Cache parsed device detection info to file #14751

katebutler · 2019-08-11T22:01:10Z

tsteur · 2019-08-12T02:29:45Z

core/DeviceDetector/DeviceDetectorCacheEntry.php

+        // We use hash subdirs to prevent adding too many files to the same dir
+        $hashDir = PIWIK_DOCUMENT_ROOT . self::CACHE_DIR . substr($hashedUserAgent, 0, 2);
+        if (!file_exists($hashDir)) {
+            mkdir($hashDir);


Be good to create the directory only when needed, meaning when writing a cache entry. And in general we have a method for this btw: \Piwik\Filesystem::mkdir().

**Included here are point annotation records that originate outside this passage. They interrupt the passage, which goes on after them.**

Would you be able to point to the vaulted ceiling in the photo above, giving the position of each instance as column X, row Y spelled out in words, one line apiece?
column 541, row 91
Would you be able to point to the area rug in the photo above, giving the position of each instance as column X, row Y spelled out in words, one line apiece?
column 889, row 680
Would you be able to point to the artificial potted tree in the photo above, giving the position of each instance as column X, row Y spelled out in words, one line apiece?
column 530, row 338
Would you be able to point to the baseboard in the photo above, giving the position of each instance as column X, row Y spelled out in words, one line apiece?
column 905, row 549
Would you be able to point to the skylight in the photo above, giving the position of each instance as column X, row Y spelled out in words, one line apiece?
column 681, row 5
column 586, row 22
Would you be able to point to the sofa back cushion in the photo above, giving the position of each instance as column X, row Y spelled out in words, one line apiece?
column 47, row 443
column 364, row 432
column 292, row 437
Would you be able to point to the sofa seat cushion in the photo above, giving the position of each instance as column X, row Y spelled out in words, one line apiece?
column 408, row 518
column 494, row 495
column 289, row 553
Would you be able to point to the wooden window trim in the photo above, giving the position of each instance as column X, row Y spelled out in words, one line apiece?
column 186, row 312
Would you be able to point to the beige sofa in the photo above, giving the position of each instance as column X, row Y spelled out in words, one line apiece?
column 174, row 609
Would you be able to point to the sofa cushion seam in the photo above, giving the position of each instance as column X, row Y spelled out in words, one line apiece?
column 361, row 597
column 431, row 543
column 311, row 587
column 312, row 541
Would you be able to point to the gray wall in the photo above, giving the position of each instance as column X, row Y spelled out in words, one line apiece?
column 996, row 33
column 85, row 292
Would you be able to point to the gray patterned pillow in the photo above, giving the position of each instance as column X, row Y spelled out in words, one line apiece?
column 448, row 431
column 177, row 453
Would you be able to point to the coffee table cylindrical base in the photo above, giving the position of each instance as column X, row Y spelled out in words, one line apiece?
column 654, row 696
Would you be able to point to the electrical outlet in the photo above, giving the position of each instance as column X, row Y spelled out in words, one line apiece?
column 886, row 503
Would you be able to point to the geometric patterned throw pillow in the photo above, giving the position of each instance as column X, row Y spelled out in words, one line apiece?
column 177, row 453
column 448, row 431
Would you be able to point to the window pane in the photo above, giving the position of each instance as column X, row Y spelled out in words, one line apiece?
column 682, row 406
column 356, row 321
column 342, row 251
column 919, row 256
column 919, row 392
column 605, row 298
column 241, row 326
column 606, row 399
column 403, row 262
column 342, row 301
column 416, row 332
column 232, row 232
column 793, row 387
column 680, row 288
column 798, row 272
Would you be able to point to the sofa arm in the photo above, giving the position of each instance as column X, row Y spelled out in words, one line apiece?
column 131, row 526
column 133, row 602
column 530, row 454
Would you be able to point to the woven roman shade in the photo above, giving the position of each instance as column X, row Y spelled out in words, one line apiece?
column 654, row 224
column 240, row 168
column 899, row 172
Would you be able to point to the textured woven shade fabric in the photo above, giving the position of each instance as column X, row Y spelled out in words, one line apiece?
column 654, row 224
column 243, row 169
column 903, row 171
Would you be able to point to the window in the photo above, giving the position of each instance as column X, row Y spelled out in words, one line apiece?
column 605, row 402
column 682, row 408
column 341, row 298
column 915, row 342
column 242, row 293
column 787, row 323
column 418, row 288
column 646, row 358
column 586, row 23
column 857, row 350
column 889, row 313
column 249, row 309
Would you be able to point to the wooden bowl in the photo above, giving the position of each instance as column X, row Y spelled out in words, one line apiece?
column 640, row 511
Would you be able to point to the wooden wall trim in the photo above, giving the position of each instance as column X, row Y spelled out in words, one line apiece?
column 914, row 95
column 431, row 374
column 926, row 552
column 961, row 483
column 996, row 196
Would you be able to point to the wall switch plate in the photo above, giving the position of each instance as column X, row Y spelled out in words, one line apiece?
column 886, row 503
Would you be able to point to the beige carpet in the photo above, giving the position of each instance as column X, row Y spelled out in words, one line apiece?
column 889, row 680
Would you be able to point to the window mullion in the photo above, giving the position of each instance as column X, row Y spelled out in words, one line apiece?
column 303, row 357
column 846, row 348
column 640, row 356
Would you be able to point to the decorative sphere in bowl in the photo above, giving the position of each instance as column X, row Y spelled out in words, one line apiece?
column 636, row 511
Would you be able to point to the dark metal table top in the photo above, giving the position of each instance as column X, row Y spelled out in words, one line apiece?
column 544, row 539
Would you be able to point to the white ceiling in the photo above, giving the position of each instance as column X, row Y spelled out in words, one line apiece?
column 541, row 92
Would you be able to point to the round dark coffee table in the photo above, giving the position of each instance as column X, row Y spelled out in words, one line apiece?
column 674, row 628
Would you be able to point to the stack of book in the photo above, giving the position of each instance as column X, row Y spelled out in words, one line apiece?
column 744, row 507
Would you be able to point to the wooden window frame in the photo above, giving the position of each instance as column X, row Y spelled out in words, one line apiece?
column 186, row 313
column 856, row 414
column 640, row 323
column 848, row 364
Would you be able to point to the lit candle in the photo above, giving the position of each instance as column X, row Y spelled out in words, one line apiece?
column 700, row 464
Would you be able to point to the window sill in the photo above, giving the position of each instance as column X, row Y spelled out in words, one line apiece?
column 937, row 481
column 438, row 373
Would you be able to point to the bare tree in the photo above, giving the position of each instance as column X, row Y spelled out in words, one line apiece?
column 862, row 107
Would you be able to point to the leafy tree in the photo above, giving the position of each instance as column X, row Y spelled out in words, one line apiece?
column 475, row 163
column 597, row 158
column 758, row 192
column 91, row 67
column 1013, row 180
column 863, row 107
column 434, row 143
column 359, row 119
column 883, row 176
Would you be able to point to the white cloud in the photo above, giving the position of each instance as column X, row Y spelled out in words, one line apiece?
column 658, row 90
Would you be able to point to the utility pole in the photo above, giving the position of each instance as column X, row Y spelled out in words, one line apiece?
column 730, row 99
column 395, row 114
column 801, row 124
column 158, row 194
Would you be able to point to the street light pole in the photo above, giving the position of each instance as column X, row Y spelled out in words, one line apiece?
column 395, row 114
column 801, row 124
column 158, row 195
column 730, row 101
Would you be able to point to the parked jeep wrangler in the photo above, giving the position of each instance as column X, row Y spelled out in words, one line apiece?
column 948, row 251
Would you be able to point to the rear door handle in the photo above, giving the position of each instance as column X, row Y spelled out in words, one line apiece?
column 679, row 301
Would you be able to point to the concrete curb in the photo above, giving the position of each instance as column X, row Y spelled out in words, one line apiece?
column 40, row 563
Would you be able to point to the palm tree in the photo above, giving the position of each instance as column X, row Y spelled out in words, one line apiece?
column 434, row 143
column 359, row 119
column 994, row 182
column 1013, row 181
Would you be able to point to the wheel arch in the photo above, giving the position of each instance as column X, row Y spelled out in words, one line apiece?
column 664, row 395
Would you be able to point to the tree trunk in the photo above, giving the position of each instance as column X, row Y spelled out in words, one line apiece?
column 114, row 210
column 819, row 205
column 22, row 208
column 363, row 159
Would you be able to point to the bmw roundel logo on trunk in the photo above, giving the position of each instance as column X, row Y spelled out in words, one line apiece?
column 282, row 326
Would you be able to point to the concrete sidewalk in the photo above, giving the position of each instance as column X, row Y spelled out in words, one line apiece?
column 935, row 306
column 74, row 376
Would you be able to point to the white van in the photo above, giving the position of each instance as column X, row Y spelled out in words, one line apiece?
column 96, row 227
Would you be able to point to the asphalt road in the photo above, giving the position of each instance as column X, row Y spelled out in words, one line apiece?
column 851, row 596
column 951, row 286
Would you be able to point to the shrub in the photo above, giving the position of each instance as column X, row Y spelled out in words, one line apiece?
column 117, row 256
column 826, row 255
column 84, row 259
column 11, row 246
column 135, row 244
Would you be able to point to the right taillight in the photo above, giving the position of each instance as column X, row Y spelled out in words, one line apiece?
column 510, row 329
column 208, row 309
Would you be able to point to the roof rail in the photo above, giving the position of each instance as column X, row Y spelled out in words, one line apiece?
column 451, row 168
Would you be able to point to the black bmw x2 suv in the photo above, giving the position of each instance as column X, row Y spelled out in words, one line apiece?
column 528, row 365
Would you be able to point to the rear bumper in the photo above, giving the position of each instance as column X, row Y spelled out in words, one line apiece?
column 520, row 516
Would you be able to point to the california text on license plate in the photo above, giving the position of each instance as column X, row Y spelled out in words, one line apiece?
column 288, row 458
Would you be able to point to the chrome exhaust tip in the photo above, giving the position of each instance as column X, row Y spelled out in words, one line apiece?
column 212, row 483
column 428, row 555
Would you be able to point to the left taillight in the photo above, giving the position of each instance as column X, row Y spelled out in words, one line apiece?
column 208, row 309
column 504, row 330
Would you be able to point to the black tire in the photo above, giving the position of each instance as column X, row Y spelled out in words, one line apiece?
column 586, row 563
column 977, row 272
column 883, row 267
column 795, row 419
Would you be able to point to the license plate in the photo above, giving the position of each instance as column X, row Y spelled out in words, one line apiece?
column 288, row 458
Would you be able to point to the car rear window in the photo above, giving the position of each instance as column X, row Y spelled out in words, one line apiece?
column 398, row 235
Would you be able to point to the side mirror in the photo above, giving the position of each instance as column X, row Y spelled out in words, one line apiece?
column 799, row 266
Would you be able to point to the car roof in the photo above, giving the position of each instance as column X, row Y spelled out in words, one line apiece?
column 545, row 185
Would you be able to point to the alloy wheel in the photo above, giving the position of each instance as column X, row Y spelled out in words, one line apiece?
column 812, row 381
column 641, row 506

Otherwise if we create directories for so many user agents it would pop up in the file integrity check and on each tracking request would check if the directory exists even when it is not needed. The file_exists in isCached will be enough 👍

tsteur

Left a comment. Seems to work otherwise though 👍

tsteur · 2019-08-12T02:35:58Z

core/DeviceDetector/DeviceDetectorFactory.php

-        $deviceDetector->setCache(new DeviceDetectorCache(86400));
-        $deviceDetector->parse();
+        if ($useFileCache && DeviceDetectorCacheEntry::isCached($userAgent)) {
+            $deviceDetector = new DeviceDetectorCacheEntry($userAgent);


not quite understanding what discardBotInformation() does but do we need to call it as well?

tsteur · 2019-08-12T02:39:15Z

plugins/DevicesDetection/Commands/WarmDeviceDetectorCache.php

+
+    protected function configure()
+    {
+        $this->setName('devicedetector:warmcache');


when I run the command, I get this error:

[UnexpectedValueException] RecursiveDirectoryIterator::__construct(/misc/useragents): failed to open dir: No such file or directory

We could create the directory already in git and put a .gitkeep in there?

tsteur · 2019-08-12T02:55:15Z

plugins/DevicesDetection/Commands/WarmDeviceDetectorCache.php

+
+    protected function execute(InputInterface $input, OutputInterface $output)
+    {
+        $this->clearCacheDirectory();


Can you add an option for this maybe? Eg when core ships say 50 cached entries, then we might want to add more entries but not remove the core entries

tsteur · 2019-08-12T02:59:06Z

@sgiehl could you have a quick look at the PR maybe as well?

@mattab what are your thoughts on delivering cached user agents with the Matomo release to make device detection faster? It would be an ongoing task though to have the recent most used user agents in the release. And if we wanted to take big advantage of it, and have like 3-6K user agents in there, then it would take quite a while to generate them on demand. This would basically need to happen when creating the release then since we wouldn't want to run a test that takes like 2-3 minutes just to check that all cache entries are still up to date (2-3 minutes is for say 3K user agents resulting in 12MB disk size => we wouldnt want to make the release size that much bigger I would say). Could cache like the top 50 entries with core? But for it to be useful we would always need to update it regularly.

@sgiehl maybe you have some thoughts as well on this?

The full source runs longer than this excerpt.